Tony Hawk's Pro Skater 1 + 2 (Switch)

Tony Hawk's Pro Skater was instrumental (pun intended) in shaping the musical tastes of teens and tweens across the world, as well as in introducing the idea of music promotion through games — but special mention has to go to Goldfinger's Superman, a song so closely entwined with the skater series that the band has credited Tony Hawk with the song becoming their greatest hit. It wasn't even a radio single!

BioShock: The Collection (Switch)

If we can't have Fallout on this list, at least we can have Bioshock, a series that was happy to incorporate both time-period-appropriate and entirely anachronistic music into its scenes. While it could be argued that 'Beyond the Sea' is a little lyrically on-the-nose when it comes to Bioshock's themes and setting, it doesn't really matter too much in this case, because the combination of the loungey '50s vibe and the oddly melancholy tone of this song are enough to pull it out of being too much. It's just perfect.

Please note that some external links on this page are affiliate links, which means if you click them and make a purchase we may receive a small percentage of the sale. Please read our FTC Disclosure for more information.

Bayonetta (Switch)

This super-poppy remix of Fly Me To The Moon sounds like it should be in a Dance Dance Revolution game, but no! It's the soundtrack to Bayonetta kicking angel butt, and it serves as a gorgeously upbeat, goofy cover that makes you want to roundhouse Metatron right in his stupid face with your ludicrously long legs. The moon theme was continued in Bayonetta 2 with Moon River, and Moonlight Serenade in Bayo 3, but let's be honest: this was the best one.

Grand Theft Auto: The Trilogy - The Definitive Edition (Switch)

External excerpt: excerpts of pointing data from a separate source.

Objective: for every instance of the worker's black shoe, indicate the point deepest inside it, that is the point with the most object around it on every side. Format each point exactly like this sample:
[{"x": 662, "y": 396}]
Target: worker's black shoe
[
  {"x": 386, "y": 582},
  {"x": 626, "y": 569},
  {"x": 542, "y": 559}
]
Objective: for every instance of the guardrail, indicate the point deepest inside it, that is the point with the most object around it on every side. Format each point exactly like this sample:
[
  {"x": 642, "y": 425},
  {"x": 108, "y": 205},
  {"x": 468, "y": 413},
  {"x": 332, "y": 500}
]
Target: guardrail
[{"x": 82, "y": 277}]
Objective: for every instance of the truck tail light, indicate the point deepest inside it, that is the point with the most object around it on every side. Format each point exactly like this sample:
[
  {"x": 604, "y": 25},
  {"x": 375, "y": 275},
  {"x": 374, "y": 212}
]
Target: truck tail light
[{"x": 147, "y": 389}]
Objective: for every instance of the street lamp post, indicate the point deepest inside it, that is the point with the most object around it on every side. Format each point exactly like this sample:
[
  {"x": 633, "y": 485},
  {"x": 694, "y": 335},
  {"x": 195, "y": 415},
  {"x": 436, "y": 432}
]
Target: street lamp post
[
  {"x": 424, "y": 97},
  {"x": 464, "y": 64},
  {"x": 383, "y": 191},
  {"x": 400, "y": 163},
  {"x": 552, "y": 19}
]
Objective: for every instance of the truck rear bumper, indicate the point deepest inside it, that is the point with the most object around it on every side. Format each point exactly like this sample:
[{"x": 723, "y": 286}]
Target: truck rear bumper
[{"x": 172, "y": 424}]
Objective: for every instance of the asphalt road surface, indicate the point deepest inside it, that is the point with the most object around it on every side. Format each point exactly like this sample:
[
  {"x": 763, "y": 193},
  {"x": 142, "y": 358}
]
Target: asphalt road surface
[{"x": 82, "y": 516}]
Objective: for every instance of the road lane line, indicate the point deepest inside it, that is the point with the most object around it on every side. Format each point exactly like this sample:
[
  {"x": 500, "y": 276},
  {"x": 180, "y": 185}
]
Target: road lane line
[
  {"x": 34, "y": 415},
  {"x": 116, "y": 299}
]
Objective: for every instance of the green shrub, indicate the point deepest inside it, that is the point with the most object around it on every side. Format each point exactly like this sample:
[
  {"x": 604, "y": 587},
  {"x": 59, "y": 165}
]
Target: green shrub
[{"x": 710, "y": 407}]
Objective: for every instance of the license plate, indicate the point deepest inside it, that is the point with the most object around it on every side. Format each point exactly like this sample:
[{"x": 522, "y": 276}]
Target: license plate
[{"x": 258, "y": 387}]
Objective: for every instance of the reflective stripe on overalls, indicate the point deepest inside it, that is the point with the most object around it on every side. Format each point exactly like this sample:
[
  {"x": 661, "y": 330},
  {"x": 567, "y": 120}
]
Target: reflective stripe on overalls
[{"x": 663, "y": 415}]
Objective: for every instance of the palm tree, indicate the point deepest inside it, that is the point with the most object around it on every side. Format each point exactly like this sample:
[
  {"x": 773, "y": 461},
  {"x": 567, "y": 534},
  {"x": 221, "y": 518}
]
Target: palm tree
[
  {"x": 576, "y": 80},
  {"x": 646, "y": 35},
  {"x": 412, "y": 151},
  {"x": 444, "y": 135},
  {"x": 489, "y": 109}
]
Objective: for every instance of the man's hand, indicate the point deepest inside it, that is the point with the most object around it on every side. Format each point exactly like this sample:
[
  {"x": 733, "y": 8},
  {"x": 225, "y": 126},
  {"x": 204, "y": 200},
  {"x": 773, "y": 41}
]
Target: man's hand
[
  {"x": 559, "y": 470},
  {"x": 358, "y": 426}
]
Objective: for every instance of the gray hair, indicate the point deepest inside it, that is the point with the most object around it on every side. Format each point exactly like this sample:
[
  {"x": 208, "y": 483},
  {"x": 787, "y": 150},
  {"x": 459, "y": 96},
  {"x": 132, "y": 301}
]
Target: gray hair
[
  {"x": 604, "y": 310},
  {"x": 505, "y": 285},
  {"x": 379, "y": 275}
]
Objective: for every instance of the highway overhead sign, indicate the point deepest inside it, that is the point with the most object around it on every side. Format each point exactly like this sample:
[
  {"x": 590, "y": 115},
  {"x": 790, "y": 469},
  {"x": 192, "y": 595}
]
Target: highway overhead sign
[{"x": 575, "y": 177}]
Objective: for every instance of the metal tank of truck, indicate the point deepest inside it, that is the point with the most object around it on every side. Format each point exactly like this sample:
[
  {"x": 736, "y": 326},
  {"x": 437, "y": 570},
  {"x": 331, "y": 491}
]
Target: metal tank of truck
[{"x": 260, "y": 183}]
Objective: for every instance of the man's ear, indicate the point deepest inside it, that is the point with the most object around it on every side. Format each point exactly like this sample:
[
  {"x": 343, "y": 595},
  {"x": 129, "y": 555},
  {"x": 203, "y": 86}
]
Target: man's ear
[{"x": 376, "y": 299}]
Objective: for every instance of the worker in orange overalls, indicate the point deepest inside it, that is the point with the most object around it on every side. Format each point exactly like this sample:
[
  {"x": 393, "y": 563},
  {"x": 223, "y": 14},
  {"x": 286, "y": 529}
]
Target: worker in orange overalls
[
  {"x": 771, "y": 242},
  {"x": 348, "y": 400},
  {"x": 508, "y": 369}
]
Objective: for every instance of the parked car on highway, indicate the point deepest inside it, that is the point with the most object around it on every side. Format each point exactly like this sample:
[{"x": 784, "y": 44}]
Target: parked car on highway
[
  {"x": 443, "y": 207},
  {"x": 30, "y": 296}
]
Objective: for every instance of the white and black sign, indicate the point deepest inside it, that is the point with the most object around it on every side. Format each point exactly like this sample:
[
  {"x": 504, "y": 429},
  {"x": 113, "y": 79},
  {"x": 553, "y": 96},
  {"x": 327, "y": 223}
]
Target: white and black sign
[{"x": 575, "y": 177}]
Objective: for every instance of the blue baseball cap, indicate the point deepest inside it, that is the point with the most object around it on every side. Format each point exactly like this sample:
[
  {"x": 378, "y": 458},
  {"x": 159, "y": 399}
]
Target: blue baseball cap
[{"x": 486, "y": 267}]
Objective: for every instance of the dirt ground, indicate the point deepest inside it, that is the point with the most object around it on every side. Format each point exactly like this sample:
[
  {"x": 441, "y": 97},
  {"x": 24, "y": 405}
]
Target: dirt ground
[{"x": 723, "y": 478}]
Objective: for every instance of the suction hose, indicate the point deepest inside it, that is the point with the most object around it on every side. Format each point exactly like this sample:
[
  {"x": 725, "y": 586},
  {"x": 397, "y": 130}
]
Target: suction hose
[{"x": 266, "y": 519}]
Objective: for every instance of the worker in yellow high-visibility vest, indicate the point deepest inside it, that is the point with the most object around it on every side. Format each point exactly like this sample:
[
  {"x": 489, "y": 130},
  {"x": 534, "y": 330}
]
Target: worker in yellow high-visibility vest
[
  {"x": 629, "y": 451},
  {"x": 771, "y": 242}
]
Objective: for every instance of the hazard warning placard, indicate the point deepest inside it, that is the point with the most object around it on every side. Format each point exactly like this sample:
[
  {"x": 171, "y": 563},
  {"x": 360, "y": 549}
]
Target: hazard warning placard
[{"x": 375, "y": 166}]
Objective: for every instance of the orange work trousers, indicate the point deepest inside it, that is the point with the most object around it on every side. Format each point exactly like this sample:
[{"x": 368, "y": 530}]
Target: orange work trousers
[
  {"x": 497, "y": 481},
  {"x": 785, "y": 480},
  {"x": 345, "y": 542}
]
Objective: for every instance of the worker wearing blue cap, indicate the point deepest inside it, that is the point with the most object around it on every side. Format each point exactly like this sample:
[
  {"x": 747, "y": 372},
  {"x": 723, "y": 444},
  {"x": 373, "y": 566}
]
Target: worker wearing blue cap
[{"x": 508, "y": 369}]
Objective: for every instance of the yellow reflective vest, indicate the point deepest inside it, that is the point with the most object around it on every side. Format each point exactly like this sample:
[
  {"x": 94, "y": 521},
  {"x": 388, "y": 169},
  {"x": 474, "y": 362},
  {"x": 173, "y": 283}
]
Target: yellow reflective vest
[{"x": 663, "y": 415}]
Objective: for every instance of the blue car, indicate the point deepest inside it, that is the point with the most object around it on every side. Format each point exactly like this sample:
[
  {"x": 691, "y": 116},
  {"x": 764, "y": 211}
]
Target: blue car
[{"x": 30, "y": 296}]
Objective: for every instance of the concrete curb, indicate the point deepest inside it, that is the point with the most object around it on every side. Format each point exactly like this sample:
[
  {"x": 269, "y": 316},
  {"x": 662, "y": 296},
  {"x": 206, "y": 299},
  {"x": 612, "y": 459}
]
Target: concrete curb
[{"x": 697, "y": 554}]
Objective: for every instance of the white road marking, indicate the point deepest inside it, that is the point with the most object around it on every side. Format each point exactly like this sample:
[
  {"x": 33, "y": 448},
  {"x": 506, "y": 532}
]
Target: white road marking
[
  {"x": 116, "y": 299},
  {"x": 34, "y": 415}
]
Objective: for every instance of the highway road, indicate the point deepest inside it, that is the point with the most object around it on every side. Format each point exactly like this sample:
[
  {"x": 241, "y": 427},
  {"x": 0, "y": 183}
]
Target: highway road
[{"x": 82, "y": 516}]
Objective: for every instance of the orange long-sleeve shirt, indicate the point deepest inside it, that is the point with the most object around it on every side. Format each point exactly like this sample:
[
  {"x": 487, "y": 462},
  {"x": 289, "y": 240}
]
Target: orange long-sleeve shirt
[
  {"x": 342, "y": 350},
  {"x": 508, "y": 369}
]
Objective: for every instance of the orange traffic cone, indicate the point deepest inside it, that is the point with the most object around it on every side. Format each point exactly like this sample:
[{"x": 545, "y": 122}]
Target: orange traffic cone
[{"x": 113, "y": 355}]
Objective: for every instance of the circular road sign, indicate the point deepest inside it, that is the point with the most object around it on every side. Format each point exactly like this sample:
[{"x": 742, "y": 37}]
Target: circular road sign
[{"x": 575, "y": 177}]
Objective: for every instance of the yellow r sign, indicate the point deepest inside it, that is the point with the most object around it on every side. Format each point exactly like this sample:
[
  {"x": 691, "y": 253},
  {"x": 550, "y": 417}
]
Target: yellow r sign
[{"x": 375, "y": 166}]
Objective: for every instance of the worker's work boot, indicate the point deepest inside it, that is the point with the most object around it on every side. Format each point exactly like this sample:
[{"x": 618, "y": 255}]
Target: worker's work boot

GTA's radio is not like many other games on this list. Instead of deploying one perfect song at the perfect moment, instead the radio soundtracks all the terrible decisions you make while you drive through the trilogy's many locations. That means that every player's experience is different — perhaps your most memorable moment was set to Kim Wilde's 'Kids in America', or maybe you have fond memories of crashing into pedestrians to Heart's 'Barracuda'. Either way, plenty of bops to be found here.

This one makes us think of Breaking Bad, too

Marvel's Guardians of the Galaxy: Cloud Version (Switch eShop)

Peter Quill's whole thing is his Walkman. Well, that and his cool-guy refusal to follow rules. So, it makes sense that the Guardians of the Galaxy game would take that theme and run with it. Composer Richard Jacques replaced the '70s songs on Quill's mixtape for '80s bangers, and deployed them carefully and sparingly at exactly the right moments to make you feel like a powerful superhero who chooses his own soundtrack. We've picked the Huddle moment here, which requires players to execute a pep-talk perfectly if they want the music to hit just right.

Fuser (Switch)

Is it cheating to have a music game on here? No. We make the rules. But the reason Fuser is here, and not any other rhythm games, is because it lets the player dictate how the music sounds. A rhythm game usually asks you to play a song exactly right; Fuser puts the control in the hands of the DJ, providing you only with a catalogue of songs to add into the mix, and asking you to hit the beats. You are the one that makes it good, and like in the example above, you can make it really good. Fuser provides a lot of power with its tools, and then leaves the execution up to you.

Burnout Paradise Remastered (Switch)

Don't you just get tingles when you hear the first few Slash-strummed notes of Paradise City? What a song to introduce the sun-scorched world of Burnout Paradise that goes by the same name (don't tell anyone, but it's just a fictionalised mish-mash of Californian towns). Alongside Guns 'N' Roses, Burnout Paradise also pulled from the soundtrack stylings of Tony Hawk's Pro Skater, putting names like Faith No More and Jane's Addiction on playlists once more.